Nika Autor's video Solidarity shows workers protest in Ljubljana. The camera was directed towards ground, and recorded the movements of protesters. Solidarity is a piece that raises the issue of solidarity in the exploitative neoliberal system the workers found themselves in.
Suzana Brborović brings together the paintings from her two cycles, The Overlooked Reality and From Foundation to the Roof. The paintings are a product of her own experience, the experience of her father, the construction worker, and they deal with construction stories presented in various artistic media. The cycle From Foundation to the Roof examines the ways in which the social system puts pressure on our daily lives. By introducing an intimate life story that expands over the social issue, the question arises concerning the degradation of construction workers and their labor. The Overlooked Reality can be seen as Plato's allegory of the cave1, which puts emphasis on ignorance as the one thing that makes it impossible for people to break free from the cave, break the chains, stop observing their shadows and the shadows of others and look into the light, seen in the lines of Plato as "the path" towards the truth. "To reveal the truth is to contribute both to the understanding and the mistrust of the system we live in, and the shadows on plexi-glass are only a small part of the obvious presentation of problems and solutions."

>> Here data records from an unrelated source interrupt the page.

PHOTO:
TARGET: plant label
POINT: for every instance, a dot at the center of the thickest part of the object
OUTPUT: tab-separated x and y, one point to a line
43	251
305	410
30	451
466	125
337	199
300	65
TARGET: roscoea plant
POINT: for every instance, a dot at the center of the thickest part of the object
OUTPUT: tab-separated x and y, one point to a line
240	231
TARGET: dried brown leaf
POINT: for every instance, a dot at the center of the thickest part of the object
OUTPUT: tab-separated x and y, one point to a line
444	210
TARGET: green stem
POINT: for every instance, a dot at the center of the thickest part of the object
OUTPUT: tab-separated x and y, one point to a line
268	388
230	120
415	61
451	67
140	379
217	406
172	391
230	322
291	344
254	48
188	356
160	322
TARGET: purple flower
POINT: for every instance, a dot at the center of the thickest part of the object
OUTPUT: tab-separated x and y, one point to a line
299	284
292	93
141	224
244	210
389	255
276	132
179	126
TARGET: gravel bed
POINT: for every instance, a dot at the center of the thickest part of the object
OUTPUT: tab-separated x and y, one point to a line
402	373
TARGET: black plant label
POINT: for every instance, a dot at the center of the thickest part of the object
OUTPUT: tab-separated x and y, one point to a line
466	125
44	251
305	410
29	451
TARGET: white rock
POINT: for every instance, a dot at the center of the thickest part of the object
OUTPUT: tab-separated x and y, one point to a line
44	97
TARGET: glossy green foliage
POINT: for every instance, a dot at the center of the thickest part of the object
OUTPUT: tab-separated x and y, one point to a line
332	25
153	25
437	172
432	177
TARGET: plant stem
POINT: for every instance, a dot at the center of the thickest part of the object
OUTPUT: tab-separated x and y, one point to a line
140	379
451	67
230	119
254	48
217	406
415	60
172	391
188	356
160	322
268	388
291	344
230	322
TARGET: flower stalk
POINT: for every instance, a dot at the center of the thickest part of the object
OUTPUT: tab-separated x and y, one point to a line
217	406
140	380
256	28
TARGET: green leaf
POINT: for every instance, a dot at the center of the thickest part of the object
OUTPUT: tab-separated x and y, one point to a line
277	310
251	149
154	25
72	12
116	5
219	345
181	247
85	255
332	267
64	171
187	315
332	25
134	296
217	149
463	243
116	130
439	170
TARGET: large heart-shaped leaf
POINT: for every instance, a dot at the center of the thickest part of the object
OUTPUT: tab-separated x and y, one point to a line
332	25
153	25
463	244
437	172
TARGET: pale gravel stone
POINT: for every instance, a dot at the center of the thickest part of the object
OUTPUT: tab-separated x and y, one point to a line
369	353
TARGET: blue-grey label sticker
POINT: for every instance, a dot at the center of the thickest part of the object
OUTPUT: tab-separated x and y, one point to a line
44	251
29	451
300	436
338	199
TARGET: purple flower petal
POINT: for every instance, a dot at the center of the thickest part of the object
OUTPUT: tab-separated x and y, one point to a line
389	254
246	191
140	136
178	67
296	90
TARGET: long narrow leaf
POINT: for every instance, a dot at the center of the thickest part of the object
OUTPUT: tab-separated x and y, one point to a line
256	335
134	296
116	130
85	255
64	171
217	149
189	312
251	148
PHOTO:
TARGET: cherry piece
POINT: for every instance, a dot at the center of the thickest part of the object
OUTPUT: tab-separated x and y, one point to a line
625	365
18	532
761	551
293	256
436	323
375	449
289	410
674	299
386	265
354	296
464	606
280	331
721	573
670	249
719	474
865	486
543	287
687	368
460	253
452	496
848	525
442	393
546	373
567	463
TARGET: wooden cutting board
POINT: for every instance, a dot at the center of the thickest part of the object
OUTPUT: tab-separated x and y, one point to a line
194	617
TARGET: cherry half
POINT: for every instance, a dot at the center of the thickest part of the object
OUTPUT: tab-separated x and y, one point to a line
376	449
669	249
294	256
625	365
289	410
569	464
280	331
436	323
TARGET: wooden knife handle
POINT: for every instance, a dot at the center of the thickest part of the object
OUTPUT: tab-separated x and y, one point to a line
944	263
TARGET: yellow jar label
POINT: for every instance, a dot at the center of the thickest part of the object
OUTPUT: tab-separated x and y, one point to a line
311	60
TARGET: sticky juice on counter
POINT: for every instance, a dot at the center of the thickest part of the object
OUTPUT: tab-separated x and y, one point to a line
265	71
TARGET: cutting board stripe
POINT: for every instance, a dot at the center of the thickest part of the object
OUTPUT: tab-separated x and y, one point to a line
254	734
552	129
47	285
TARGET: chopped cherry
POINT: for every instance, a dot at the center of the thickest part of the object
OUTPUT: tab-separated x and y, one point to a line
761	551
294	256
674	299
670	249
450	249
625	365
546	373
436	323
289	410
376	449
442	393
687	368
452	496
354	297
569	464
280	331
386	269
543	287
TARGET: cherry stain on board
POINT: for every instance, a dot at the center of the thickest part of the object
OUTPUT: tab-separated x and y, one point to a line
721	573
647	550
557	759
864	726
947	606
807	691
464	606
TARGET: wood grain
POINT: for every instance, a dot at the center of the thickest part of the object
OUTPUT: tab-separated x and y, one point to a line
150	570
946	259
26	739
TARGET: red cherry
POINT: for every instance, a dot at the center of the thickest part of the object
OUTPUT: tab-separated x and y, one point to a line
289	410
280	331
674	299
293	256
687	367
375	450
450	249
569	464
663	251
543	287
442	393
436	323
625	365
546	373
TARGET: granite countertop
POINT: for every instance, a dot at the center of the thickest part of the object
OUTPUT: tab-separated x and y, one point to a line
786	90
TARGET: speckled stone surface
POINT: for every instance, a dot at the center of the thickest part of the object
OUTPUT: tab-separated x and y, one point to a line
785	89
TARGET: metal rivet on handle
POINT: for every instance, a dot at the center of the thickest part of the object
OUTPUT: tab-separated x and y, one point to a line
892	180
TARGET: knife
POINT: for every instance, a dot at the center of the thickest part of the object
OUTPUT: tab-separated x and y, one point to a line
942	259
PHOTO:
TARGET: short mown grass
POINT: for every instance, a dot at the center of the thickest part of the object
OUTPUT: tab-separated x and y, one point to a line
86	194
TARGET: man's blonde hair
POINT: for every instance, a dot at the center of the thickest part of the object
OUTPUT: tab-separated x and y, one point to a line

Tomaž Furlan's video installation Hilda is one of the works from his cycle in the making, Wear. The videos from this cycle are video performances made exclusively for the camera, in a simple but monumental way, the artist being the author of the entire process. Hilda consists of two parts. In the first part, the artist dressed in overalls is digging with a shovel, while the second part features installations in gallery, where the shovel and pickaxe are put on display to symbolize work. The figure of Hilda, Slovenian baroness of construction, is used to exemplify the relationship of capital towards work reminiscent of vampires.
Brotherhood and unity by Marija Mojca Pungerčar consists of a series of photographs and documentary films, and brings forth two stories that played out in the same place, but with a 50-year gap: the building of Yugoslav Brotherhood and Unity Highway in 1958 and the construction of the new highway section Hrastje-Lešnica in 2006. We are confronted with two worlds. On one side is the optimistic attitude of workers from the era of brotherhood and unity when the new future was being built. On the other side, we are looking at the distressed workers, victims of neoliberal exploitation.
The exhibition Slovenia, the Promised Land is not explicit, but rather ambiguous, and it examines our relationship to everyday life. Art serves as of the observer of economic and social realities, and reveals the everyday individuals as slaves in the wheels of modern capitalism, where the subject is transformed into a valueless commodity. Capital is dead, it survives only as a vampire sucking on the real work - the more it sucks, the longer it survives.